Dans la matinée du vendredi, la plupart des gens suivaient en direct les arrestations à Alger qui ciblaient les porteurs de drapeaux amazighs et la riposte des manifestants. La seule source pour s’informer dans le pays — et dans la capitale en particulier — reste Facebook, les chaînes de TV privées ne couvrant plus de manière objective ce qui se passe sur le terrain, en raison des choix de leurs propriétaires ou de la pression du pouvoir.
Les manifestants rassemblés devant le siège de la mairie sont branchés sur leurs portables pour suivre ces moments de haute tension dans la capitale. Les choses semblent troublées à Alger ? demande-t-on à l’un d’eux. « Nous suivons de près ce qui se passe là-bas, notre marche va commencer dans quelque minutes. Tu vas entendre les mêmes slogans que dans la capitale ».
Dans cette révolution, la technologie joue un rôle décisif, selon les propos d’un spécialiste, et c’est ce qui rend sa liquidation pratiquement impossible. Ce diagnostic est confirmé par la capacité des réseaux sociaux à unifier les positions et à donner aux manifestations une dimension nationale. Elles permettent également de confondre le discours officiel qui assure que les opposants au chef d’état-major et aux choix du pouvoir ne sont qu’une « minorité » qui tente d’infiltrer les manifestations à Alger et dont l’action est amplifiée par des médias locaux et étrangers.
Défier l’armée
Peu de temps avant le début de la manifestation, Djamel s’entoure la taille d’une bannière amazighe et porte sur ses épaules un enfant enveloppé dans le drapeau national. C’est ce qu’il a toujours fait depuis le début des manifestations le 22 février et il estime que le discours du chef de l’armée ne doit pas le contraindre à changer de comportement. Personne ne lui prête d’ailleurs attention.
Quelques mètres plus loin, un vieux monsieur se couvre d’une oriflamme amazighe par-dessus le drapeau national. C’est clairement une attitude de défi au discours du chef de l’armée et des menaces qu’il comportait. À la différence de ce qui se passe à Alger, personne ne vient arracher les drapeaux ni interpeller ceux qui les portent. Mais deux hommes s’approchent du vieux monsieur et lui demandent d’enlever l’étendard amazigh et de le cacher. Le vieil homme commence par refuser. Un jeune manifestant réagit et défend son droit de porter l’emblème. Les deux hommes expliquent qu’ils sont des policiers en civil et qu’ils ne font qu’exécuter les ordres. La discussion prend rapidement fin, le vieil homme obtempère et cache l’emblème. Un autre étendard amazigh a continué d’être porté tout au long du parcours à travers les principales artères de Jijel.
Le siège de la capitale libère le reste de l’Algérie
Point de policiers à Jijel pour exécuter avec rigueur les instructions. Les forces anti-émeutes sont également absentes. Tout se déroule dans le calme, car toute la bataille a lieu dans la capitale Alger et ses environs. « Depuis le début des manifestations il y a quatre mois, dit Hamid, nous n’avons pas constaté de présence des forces de l’ordre. Il semble qu’une très grande partie de ces forces aient été transférées vers la capitale. Ici, ils se contentent de la présence de policiers en civil qui suivent les manifestations de l’intérieur et en surveillent les détails ».
Pour le pouvoir, contrôler la capitale est la chose la plus importante.

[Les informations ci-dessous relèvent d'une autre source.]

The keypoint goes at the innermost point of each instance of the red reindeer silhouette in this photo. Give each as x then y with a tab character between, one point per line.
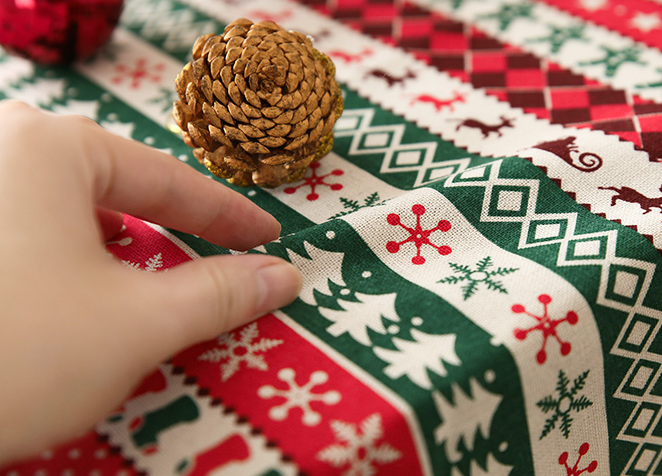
439	104
630	195
350	57
486	129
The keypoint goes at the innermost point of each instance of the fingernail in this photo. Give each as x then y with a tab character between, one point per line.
278	285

C’était la politique suivie durant les vingt ans de règne de Bouteflika et elle n’a pas changé après son départ, le 2 avril dernier. L’interdiction de manifester dans la capitale reste de mise, même si son application est devenue impossible durant les grandes marches du vendredi. Les manifestations hebdomadaires des étudiants qui ont lieu chaque mardi sont pour leur part soumises à une haute pression de la police qui tente de les empêcher. Le paradoxe est que le discours du pouvoir selon lequel « Alger n’est pas toute l’Algérie » est contredit par ses propres actions qui consistent à concentrer le contrôle sur la capitale et quelques grandes villes en délaissant les autres.

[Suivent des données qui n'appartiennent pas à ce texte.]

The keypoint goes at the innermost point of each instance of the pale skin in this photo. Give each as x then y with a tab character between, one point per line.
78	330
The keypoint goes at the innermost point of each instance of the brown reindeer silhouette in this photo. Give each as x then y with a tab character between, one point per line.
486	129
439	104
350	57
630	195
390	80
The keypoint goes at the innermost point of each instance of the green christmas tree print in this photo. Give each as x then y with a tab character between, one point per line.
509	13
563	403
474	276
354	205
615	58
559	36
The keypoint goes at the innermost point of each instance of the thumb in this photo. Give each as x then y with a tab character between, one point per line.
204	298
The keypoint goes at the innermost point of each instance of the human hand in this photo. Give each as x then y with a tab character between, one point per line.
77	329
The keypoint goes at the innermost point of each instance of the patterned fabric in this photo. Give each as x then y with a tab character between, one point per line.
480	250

À l’arrivée devant le siège de la wilaya, les manifestants font une halte pour une levée du drapeau et entonnent l’hymne national. À un moment de leur parcours, ils longent les murs d’une école militaire. Les regards se lèvent vers un mirador où un soldat observe ce qui se passe. Des voix s’élèvent contre le pouvoir des militaires : « Y en a marre du pouvoir des généraux ». « Jeich-chaab, khawa-khawa, Gaïd Salah m3a al-khawana » (L’armée et le peuple sont frères, Gaïd Salah est avec les traîtres). Certains manifestants n’apprécient pas le slogan. « Il n’est pas sage d’attaquer l’armée », lance l’un d’eux. « Nous n’attaquons pas l’armée en tant qu’institution, nous refusons les choix du chef d’état-major », réplique un autre.
La discussion est animée, comme à l’issue de chaque manifestation, mais elle se déroule dans le calme. La plupart des Algériens restés en marge de la politique sont avides de ces débats publics qui se déroulent dans les rues et les cafés et où les gens apprennent à écouter les avis divergents, à les discuter et à vivre avec.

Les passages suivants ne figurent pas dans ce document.